Of course, this is something they should probably do anyway. The question is whether we make it a blocker for us ever rolling it out.

I'll make enquiries.

I got the following back from the MobileOTP guy <>:

Hi Gerv,

Thanks for your interest in Mobile-OTP, it is very much appreciated. I
hope that I will be able to resolve your concerns about the security
of the algorithm. That said, any cryptographic hash would do for
Mobile-OTP in general.
Changing the hash now or even introducing flexibility would be
problematic, though, as there already are more than 30 independent
Mobile-OTP implementations, all obviously based on MD5.

When I came up with the algorithm in 2003 I chose MD5 because it was
readily available on different platforms. I chose MD5 even though I
was aware of the security concerns. The reason for this is, that the
known MD5 vulnerabilities have no relevance for OTP algorithms. MD5
generates a 128 bit hash, but we are only feeding it between 78 and
142 bits of data (64 or 128 bit secret plus 14 bit PIN). The odds of
an MD5 collision within this small amount of data are practically zero
and are not higher than with any other alternative cryptographic hash
The security flaws of MD5 are only relevant for larger amounts of
hashed data - as only larger amounts of data will provide room for

To summarize, Mobile-OTP would not be more secure with any different
hash algorithm, but is more dependent on choosing a 16 or 32 character
secret (64 or 128 bits).
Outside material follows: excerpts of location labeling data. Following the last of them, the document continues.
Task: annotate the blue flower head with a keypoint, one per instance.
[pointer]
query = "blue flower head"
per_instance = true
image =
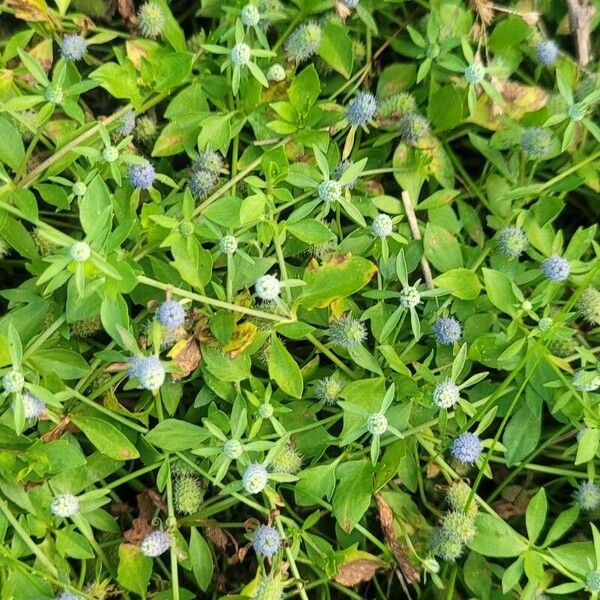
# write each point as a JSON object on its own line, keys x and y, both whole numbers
{"x": 556, "y": 268}
{"x": 266, "y": 541}
{"x": 73, "y": 47}
{"x": 142, "y": 176}
{"x": 466, "y": 448}
{"x": 447, "y": 330}
{"x": 171, "y": 314}
{"x": 362, "y": 109}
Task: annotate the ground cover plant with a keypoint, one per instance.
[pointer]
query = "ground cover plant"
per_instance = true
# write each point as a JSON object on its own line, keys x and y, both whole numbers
{"x": 299, "y": 299}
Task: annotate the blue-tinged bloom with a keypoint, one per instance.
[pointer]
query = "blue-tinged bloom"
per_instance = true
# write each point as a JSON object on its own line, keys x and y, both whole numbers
{"x": 446, "y": 394}
{"x": 142, "y": 176}
{"x": 547, "y": 52}
{"x": 587, "y": 495}
{"x": 466, "y": 448}
{"x": 556, "y": 268}
{"x": 266, "y": 541}
{"x": 171, "y": 314}
{"x": 155, "y": 544}
{"x": 148, "y": 370}
{"x": 255, "y": 478}
{"x": 447, "y": 330}
{"x": 512, "y": 241}
{"x": 73, "y": 47}
{"x": 361, "y": 109}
I estimate that brute-forcing 64 bits would
still be a challenge for the NSA while brute-forcing 128 bits is in
fact impossible. Many Mobile-OTP implementations allow to set a 32
character secret, while I consider 16 characters to be safe enough.

I any case, an attacker would have to be able to get access to one or
more one-time-passwords to even try a brute-force attack.

If your security policy at Mozilla forbids the use of MD5 in
principle, it would not be too difficult to replace MD5 by SHA2 for
the implementations you need. I would also be happy to support you
with this (although I consider this step to be unnecessary). Please
feel free to contact me.

Best regards,

See Also: → 1196628
So yeah, this is implemented on bmo now (bug 1196628 - not quite done yet, but live and usable and they're cleaning up loose ends now).